The increasing accumulation of geographical data and the heterogeneity of Geographical Information Systems (GISs) make difficult efficient query processing in distributed GIS. Novel architectures (Zhang, 2001) (Gupta, 1999) (Leclercq, 1999) (Chen, 2000) (Paolucci, 2001) (Corocoles, 2003) (Boucelma, 2002) (Stoimenov, 2000) (Voisard, 1999) are based on XML, which becomes a standard for exchanging data between heterogeneous sources. Proposed by OpenGIS (OpenGIS, 2003), GML is an XML encoding for the modeling, transport, and storage of geographical information including both the spatial and non-spatial fragments of geographical data (called features). As stressed in (Savary, 2003), we believe that GML is a promising model for geographical data mediating and warehousing purpose.
By their nature, geographical data are large. Thus GML documents are often of important size. The processing time of geographical queries over such documents in a data warehouse can become too large for several reasons:
The query evaluator needs to parse entire documents to find and extract query relevant data.
Spatial operators are not cost effective, especially if the query contains complex selections and joins on large GML documents.
Moreover, computational costs of spatial operators are generally more expensive than those of standard relational operators. Thus, geographical queries on GML documents raise the problem of memory and CPU consumption. To solve this problem, we propose to exploit the specificities of a semantic cache (Dar, 1996) with an optimized data structure. The proposed structure aims at considerably reducing memory space by avoiding storing redundant values. Furthermore, a new cache replacement policy is proposed. It keeps in cache the most relevant data for better efficiency.
Related works generally focus on spatial data stored in object-relational databases (Beckmann, 1990). The proposed cache organizations are better suitable for tuple-oriented data structures (Brinkhoff, 2002). Most cache replacement policies are based on Least Recently Used (LRU) and its variants. Other cache replacement policies proposed in the literature (Lorenzetti, 1996) (Cao, 1997) (Arlitt, 1999) deal with relational or XML databases, but have not yet investigated the area of XML spatial databases.

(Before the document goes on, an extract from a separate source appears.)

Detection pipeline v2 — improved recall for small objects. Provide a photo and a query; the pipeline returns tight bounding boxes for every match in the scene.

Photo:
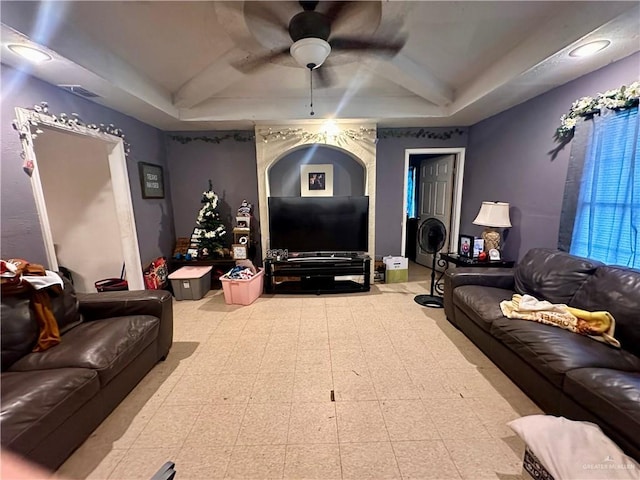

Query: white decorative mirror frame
[13,107,145,290]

The rest of the paper is organized as follows: Section 2 gives an overview of related works. Section 3 presents our cache architecture adapted for GML geographical data. Section 4 discusses about the inference rules of spatial operators and presents an efficient replacement policy for geographical data considering inference between spatial operators. Section 5 shows some results of the proposed cache implementation and replacement policy. Finally, the conclusion summarizes our contributions and points out the main advantages of the proposed GML cache-based architecture.